Il filmmaker Hal Tulchin riprende il tutto per un totale di 40 ore di riprese incise su videotape, alcune delle quali vengono utilizzate per un paio di speciali da un’ora andati in onda nello stesso anno (confutando solo in parte il sottotitolo…) sulla CBS e la ABC, senza nessuna esaltazione particolare per quella che poteva essere denominata come la ‘Black Woodstock’. Poi il materiale finisce in uno scantinato di Bronxville, ad accumulare polvere, rimpianti e sogni di gloria, fino al 2004, quando Joe Lauro, il CEO dell’Historic Films Archive scova il tesoro e contatta Tulchin per digitalizzarlo e dare il via al processo di produzione che fu interrotto più volte a causa di disaccordi e imprevisti, nonché dalla morte dello stesso Tulchin avvenuta nel 2017. Poi l’accelerazione, con il girato che entra in possesso del poliedrico Ahmir Thompson alias Questlove, nome d’arte di un artista tuttofare. Il batterista dei The Roots, vincitore di 5 grammy award, direttore musicale del Jimmy Fallon Show, produttore, filmmaker e scrittore, raccoglie l’enorme mole di materiale e lo fa risorgere intuendone la potenza e ne contestualizza il valore. Non solamente musicale, ma culturale e ad ampio spettro. Riesumato, remixato e rimesso a nuovo nell’epoca del Black Lives Matter, “Summer of Soul” vuole anche essere la prova della natura ricorrente del pregiudizio razziale, in una sorta di specchio deformante fra due luoghi immortalati con il grandangolo: l’America degli anni 60 e la sua nemesi trumpiana.
Questlove estrapola il meglio, montando gli highlights delle performance live con le testimonianze dei musicisti e inframezzando il concerto con un assortimento degli eventi che surriscaldarono il clima sociale negli anni 60. L’Harlem Cultural Festival fu organizzato dal cantante Tony Lawrence per commemorare il primo anniversario dell’assassinio di Martin Luther King, con il patrocinio dell’allora sindaco di New York John Lindsay e la sponsorizzazione della Maxwell House Coffee. Malgrado la ovvia presenza della polizia, Lawrence chiese alle Pantere Nere di collaborare al servizio di sicurezza e, nel nome del Black Power, il concerto spalmato su due mesi fu per loro un palcoscenico dentro al palcoscenico.
Il film un’immersione nella forza motrice creativa della musica black, ma è soprattutto un rito collettivo e identitario, un momento formativo per tutti coloro che vi parteciparono, che si cementa durante i climax predicatori di Jesse Jackson e Nina Simone.
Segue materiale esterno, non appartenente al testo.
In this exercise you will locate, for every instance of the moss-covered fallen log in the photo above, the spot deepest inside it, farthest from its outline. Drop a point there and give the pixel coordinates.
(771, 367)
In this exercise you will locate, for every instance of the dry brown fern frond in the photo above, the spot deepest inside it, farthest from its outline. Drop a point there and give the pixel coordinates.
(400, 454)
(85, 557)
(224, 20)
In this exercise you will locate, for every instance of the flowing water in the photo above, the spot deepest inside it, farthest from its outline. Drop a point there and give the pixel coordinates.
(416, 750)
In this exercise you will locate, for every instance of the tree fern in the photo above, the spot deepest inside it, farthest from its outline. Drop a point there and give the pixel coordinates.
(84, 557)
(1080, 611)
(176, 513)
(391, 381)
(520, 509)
Un urlo liberatorio e anche taumaturgico che rivendica e guarisce le ferite provocate dai soprusi subiti e dai diritti calpestati, finendo per riplasmare la narrativa controversa tramandata sulla Harlem anni 60. Il quartiere che si estende da Central Park North fino alla 155esima strada cambia fisionomia e si trasforma in una popolare festa danzante che si raduna attorno ai totem della fratellanza, della spiritualità e del sollievo fornito dalla musica guaritrice di ferite in un deflagrante inno catartico pervaso di orgoglio razziale.
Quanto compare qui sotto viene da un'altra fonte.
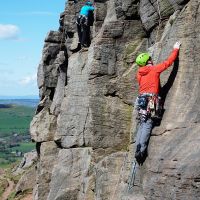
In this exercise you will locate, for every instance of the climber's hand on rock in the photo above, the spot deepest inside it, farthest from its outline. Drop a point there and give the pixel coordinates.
(177, 45)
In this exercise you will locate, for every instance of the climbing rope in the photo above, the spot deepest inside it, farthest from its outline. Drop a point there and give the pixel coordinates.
(159, 23)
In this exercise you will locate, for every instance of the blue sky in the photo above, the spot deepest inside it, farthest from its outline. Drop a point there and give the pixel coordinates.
(23, 27)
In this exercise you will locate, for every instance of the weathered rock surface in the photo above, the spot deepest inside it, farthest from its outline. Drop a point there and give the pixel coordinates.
(85, 124)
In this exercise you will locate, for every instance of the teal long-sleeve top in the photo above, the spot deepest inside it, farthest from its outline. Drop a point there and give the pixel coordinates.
(86, 9)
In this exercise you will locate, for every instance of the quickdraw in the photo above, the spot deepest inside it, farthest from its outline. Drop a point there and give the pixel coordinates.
(149, 106)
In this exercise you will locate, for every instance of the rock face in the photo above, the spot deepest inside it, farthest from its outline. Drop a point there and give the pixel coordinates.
(85, 125)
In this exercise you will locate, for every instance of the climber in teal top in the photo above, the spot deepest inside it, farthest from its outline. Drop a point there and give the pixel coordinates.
(84, 21)
(86, 9)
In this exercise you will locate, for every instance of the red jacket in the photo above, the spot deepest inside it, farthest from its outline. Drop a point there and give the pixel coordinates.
(149, 76)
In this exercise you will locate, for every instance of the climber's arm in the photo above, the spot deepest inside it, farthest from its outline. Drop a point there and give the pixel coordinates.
(167, 63)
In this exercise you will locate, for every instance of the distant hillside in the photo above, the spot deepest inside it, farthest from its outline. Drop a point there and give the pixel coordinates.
(23, 102)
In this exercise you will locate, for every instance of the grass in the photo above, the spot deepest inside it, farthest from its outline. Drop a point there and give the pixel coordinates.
(15, 119)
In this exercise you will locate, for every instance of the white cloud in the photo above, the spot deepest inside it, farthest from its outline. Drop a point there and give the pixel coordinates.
(9, 31)
(32, 79)
(33, 13)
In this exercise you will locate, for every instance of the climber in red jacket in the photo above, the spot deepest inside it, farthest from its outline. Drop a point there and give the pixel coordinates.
(148, 77)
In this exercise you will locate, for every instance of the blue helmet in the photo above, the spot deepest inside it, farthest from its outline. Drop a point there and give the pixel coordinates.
(88, 3)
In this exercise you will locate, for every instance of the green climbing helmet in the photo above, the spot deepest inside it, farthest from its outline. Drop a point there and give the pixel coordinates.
(142, 59)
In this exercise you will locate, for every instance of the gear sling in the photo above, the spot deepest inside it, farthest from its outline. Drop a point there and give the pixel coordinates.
(149, 107)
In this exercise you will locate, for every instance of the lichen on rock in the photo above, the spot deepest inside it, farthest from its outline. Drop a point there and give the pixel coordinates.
(84, 126)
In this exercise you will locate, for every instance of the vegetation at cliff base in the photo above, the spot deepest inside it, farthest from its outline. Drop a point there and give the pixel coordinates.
(14, 132)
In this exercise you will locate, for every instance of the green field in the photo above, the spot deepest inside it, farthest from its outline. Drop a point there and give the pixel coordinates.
(14, 133)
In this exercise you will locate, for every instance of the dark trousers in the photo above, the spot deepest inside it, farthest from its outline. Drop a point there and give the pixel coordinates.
(84, 34)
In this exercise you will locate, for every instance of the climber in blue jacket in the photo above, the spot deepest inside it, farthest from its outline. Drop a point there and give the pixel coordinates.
(84, 21)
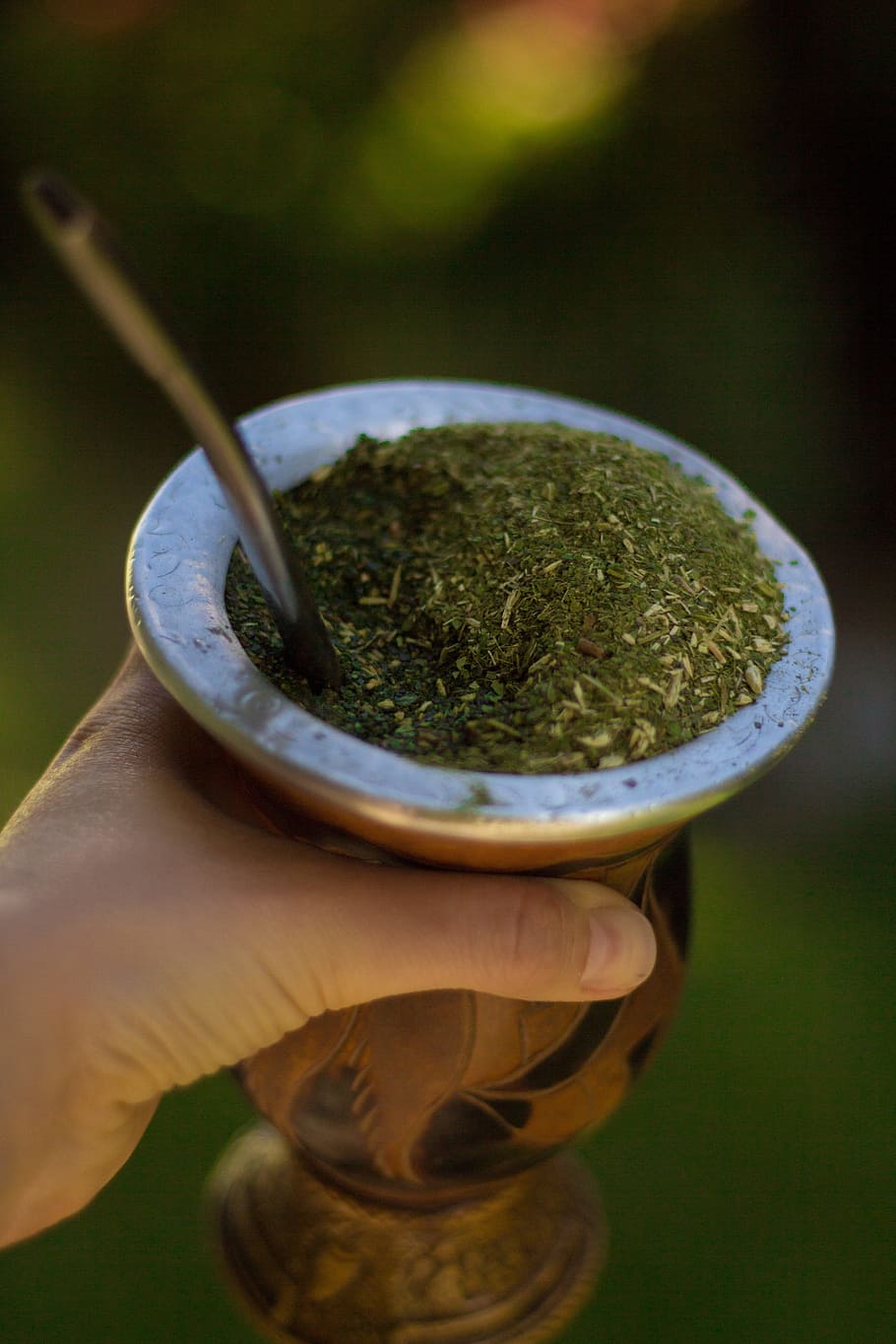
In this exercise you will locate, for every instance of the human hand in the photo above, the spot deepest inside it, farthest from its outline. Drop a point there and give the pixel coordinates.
(151, 931)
Fra i momenti da incorniciare c’è in apertura l’assolo di batteria di Stevie Wonder, che spavaldamente si svincola dalle titubanze di stampo commerciale e avanza sulla scena dell’impegno politico senza paura di compromettere le vendite dei suoi dischi. David Ruffin, ormai solista dopo gli anni con i Temptations, imbizzarrisce il pubblico con il classico “My Girl”. Poi, l’apparizione di Sly & the Family Stone (gli unici partecipanti dell’Harlem Culture Festival che si esibirono anche a Woodstock), simbolica per essere una band composta da neri e bianchi, che dilagano con il loro suono soul, funk e psichedelico. Sebbene il momento più appassionante lo ritagliano Mahalia Jackson e Mavis Staples, che in coppia intonano “Take My Hand, Precious Lord”, il brano preferito da Martin Luther King.
“Summer of Soul” è un reperto artistico e antropologico che cattura l’urgenza alla base di un evento rivoluzionario, finora mai emulato, e lo libera dall’oscurità in cui è rimasto sepolto per quasi mezzo secolo.